Likelihood Methods

Direct Likelihood Computation

class bbhx.likelihood.Likelihood(template_gen, data_freqs, data_channels, psd, force_backend=None)

Bases: BBHxParallelModule

Fast Base Likelihood Class for MBHBs

This class computes the graitational wave Likelihood as a direct sum over frequecy bins. It only sums over the frequencies where the MBHB signal exists. Therefore, larger mass waveforms are faster because there are less frequencies. This class computes: \(\mathcal{L}\propto-1/2\langle d-h|d-h\rangle=-1/2\left(\langle d|d\rangle \langle h|h\rangle - 2\langle d|h\rangle\right)\).

This class has GPU capability.

Parameters:
  • template_gen (obj) – Waveform generation class that returns a tuple of (list of template arrays, start indices, lengths). See bbhx.waveform.BBHWaveformFD for more information on this return type.

  • data_freqs (double xp.ndarray) – Frequencies for the data stream. data_freqs should be a numpy (cupy) array if running on the CPU (GPU).

  • data_channels (complex128 xp.ndarray) – Data stream. 2D array of shape: (3, len(data_freqs)). It is assumed there are 3 channels. data_channels should be a numpy (cupy) array if running on the CPU (GPU).

  • psd (double xp.ndarray) – Power Spectral Density in the noise:math:S_n(f). 2D array of shape: (3, len(data_freqs)). It is assumed there are 3 channels. psd should be a numpy (cupy) array if running on the CPU (GPU).

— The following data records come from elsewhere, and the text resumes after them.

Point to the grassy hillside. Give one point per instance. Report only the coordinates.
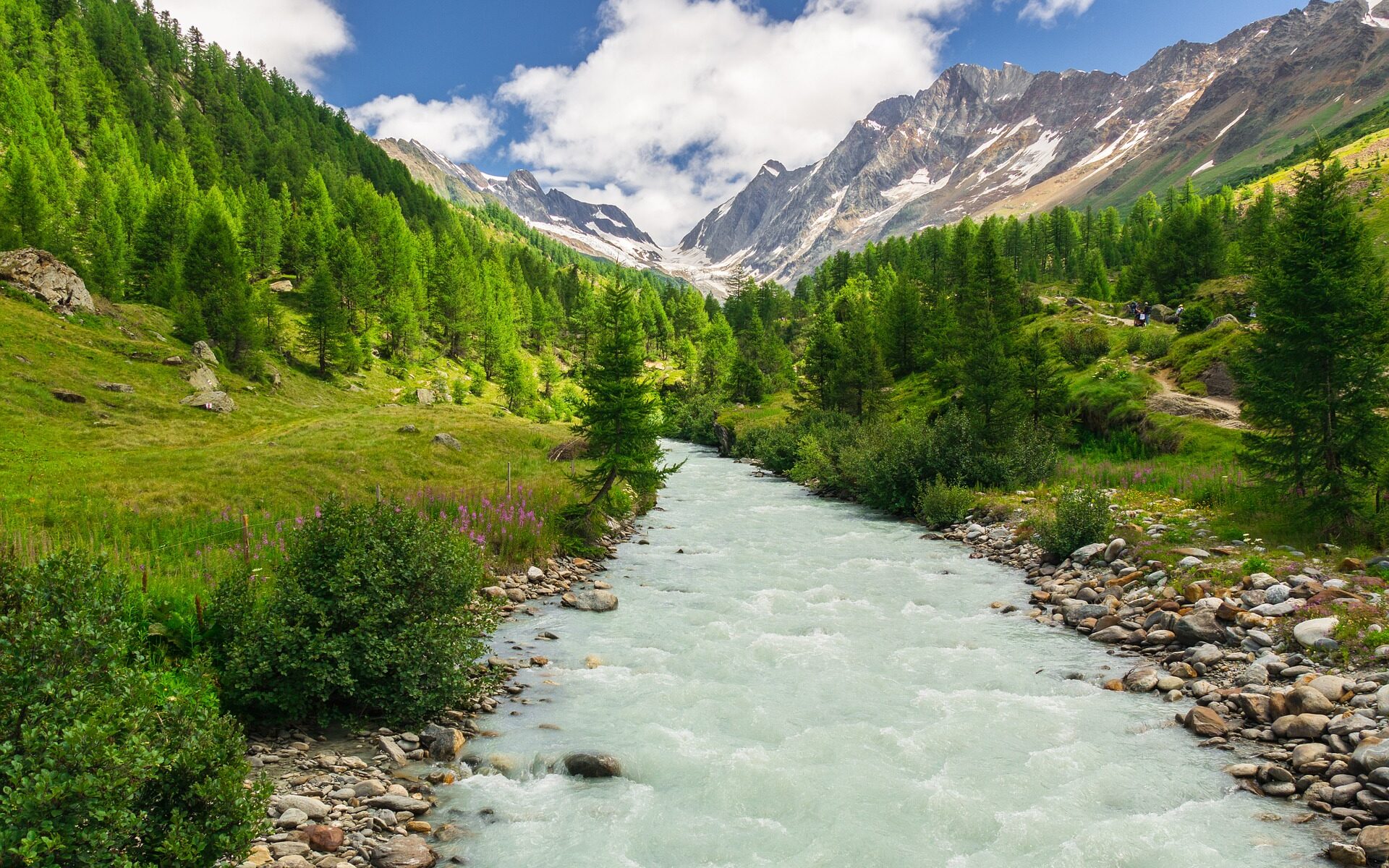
(161, 486)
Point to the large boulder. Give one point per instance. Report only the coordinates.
(592, 765)
(590, 600)
(1205, 723)
(1198, 628)
(213, 401)
(43, 277)
(409, 851)
(205, 353)
(1374, 841)
(203, 380)
(1309, 632)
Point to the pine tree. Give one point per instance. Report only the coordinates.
(619, 414)
(517, 383)
(860, 377)
(1313, 377)
(1040, 377)
(24, 208)
(326, 324)
(549, 371)
(990, 310)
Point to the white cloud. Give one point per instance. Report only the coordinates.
(457, 128)
(682, 101)
(294, 36)
(1046, 12)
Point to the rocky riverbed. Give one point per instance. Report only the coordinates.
(367, 799)
(1248, 679)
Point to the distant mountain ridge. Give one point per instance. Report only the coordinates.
(598, 229)
(1007, 140)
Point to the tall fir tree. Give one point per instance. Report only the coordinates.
(619, 414)
(1314, 374)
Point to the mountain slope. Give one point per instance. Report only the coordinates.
(1008, 140)
(596, 229)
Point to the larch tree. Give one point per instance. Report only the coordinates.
(1313, 377)
(619, 414)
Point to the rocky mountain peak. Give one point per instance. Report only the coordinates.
(982, 140)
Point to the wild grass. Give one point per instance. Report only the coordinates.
(161, 489)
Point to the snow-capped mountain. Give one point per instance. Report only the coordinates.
(1007, 140)
(595, 229)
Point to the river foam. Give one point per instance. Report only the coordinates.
(830, 691)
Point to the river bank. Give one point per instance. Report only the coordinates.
(1309, 732)
(774, 647)
(365, 799)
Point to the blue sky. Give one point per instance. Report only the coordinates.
(666, 107)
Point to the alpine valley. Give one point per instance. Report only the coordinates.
(982, 142)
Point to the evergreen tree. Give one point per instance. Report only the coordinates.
(1313, 377)
(517, 383)
(1040, 377)
(326, 324)
(860, 378)
(990, 312)
(619, 414)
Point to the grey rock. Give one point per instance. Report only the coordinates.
(592, 765)
(312, 807)
(1199, 626)
(388, 746)
(203, 380)
(205, 353)
(399, 803)
(291, 818)
(409, 851)
(42, 276)
(590, 600)
(213, 401)
(1310, 631)
(448, 441)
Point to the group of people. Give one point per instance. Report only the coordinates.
(1142, 312)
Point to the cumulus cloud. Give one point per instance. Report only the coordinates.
(682, 101)
(295, 36)
(1046, 12)
(456, 128)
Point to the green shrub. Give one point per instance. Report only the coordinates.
(1081, 517)
(107, 757)
(1195, 318)
(368, 616)
(1082, 346)
(940, 504)
(1155, 342)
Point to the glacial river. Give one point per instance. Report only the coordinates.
(798, 682)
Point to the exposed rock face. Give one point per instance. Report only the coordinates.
(43, 277)
(1008, 140)
(605, 231)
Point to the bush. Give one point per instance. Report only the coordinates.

  • force_backend (str, optional) – ``”cpu”’’, ``”gpu”’’, ``”cuda”’’, ``”cuda12x”’’, or ``”cuda11x”’’.

d_d

\(\langle d|d\rangle\) inner product value.

Type:

double

data_channels

Data stream. 1D flattened array of shape: (3, len(data_freqs)). Note data_channels should be multiplied by psd before input into this class.

Type:

complex128 np.ndarray

data_freqs

Frequencies for the data stream (1D).

Type:

double np.ndarray

data_stream_length

Length of data.

Type:

int

noise_factors

\(\sqrt{\frac{\Delta f}{S_n(f)}}\). 1D flattened array of shape: (3, len(data_freqs)).

Type:

double xp.ndarray

psd

Power Spectral Density in the noise:math:S_n(f). 1D flattened array of shape: (3, len(data_freqs)).

Type:

double xp.ndarray

template_gen

Waveform generation class that returns a tuple of (list of template arrays, start indices, lengths). See bbhx.waveform.BBHWaveformFD for more information on this return type.

Type:

obj

phase_marginalize

If True, compute the phase-marginalized log-Likelihood (and snr if return_extracted_snr==True).

Type:

bool

return_extracted_snr

Return the snr in addition to the Likeilihood.

Type:

bool

classmethod supported_backends() list

List of backends supported by a parallel module by order of preference.

property like_gen

Likelihood for either GPU or CPU.

property xp

Cupy or Numpy

get_ll(params, return_extracted_snr=False, phase_marginalize=False, **waveform_kwargs)

Compute the log-Likelihood

params (double np.ndarray): Parameters for evaluating log-Likelihood.

params.shape=(num_params,) if 1D or params.shape=(num_params, num_bin_all) if 2D for more than one binary.

return_extracted_snr (bool, optional): If True, return

\(\langle d|h\rangle\ / \sqrt{\langle h|h\rangle}\) as a second entry of the return array. This produces a return array of xp.array([log likelihood, snr]).T. If False, just return the log-Likelihood array.

phase_marginalize (bool, optional): If True, compute the phase-marginalized

log-Likelihood (and snr if return_extracted_snr==True).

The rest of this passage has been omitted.